April 8, 2021 — Yesterday, the sun was shining bright, and birds were chirping outside my window, and the buds were really starting to come out on the trees. It was a stupidly perfect day really, and I had to go ruin it all by watching Seaspiracy.
The Netflix documentary has been among the streaming service’s most popular films since coming out in late March, and yet nearly every marine scientist I’ve seen talking about it has wanted to see the movie sunk into the Challenger Deep, never to be seen again due to rampant misinformation. I’ll leave much of the debunking of the bad science in the film to the subject matter experts. (That includes some of those quoted in the film, who have also said they were misrepresented.) What’s just as disturbing about Seaspiracy, though, is the facile way it frames up how to solve the problems facing the ocean and society in the privileged vegan bro savioriest way possible.

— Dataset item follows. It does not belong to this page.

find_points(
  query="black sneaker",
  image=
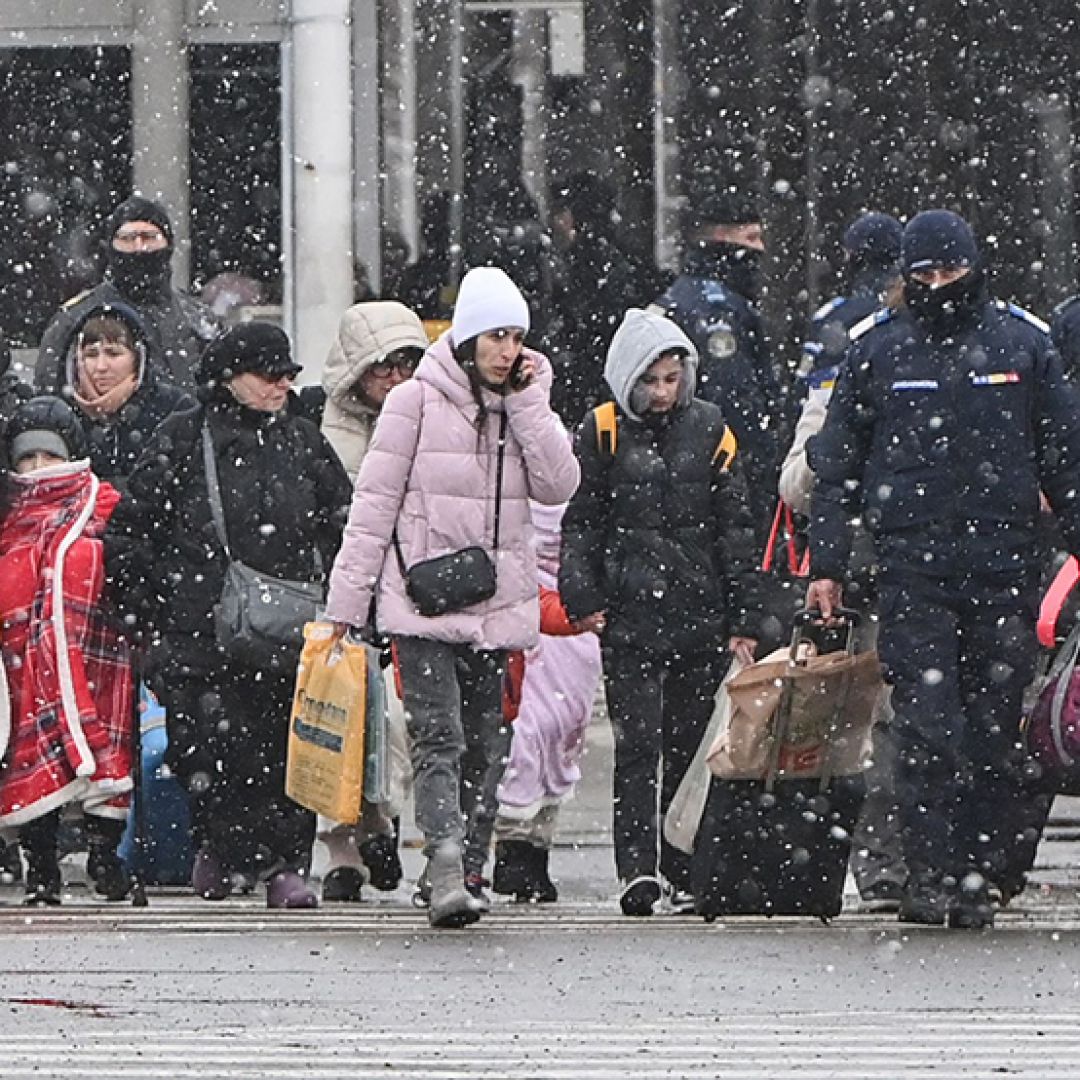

The premise of Seaspiracy is that Ali Tabrizi, its director and narrator, wanted to make a movie about the wonders of the ocean, but quickly got freaked out that humans’ actions were strangling the seas. It chronicles his transition from doing local beach cleanups to getting concerned about whaling and going to the infamous cove in Taiji, Japan, where dolphin slaughters take place on the regular. That sets off a round-the-world trip and interviews with nearly three dozen experts or people involved in the fishing industry.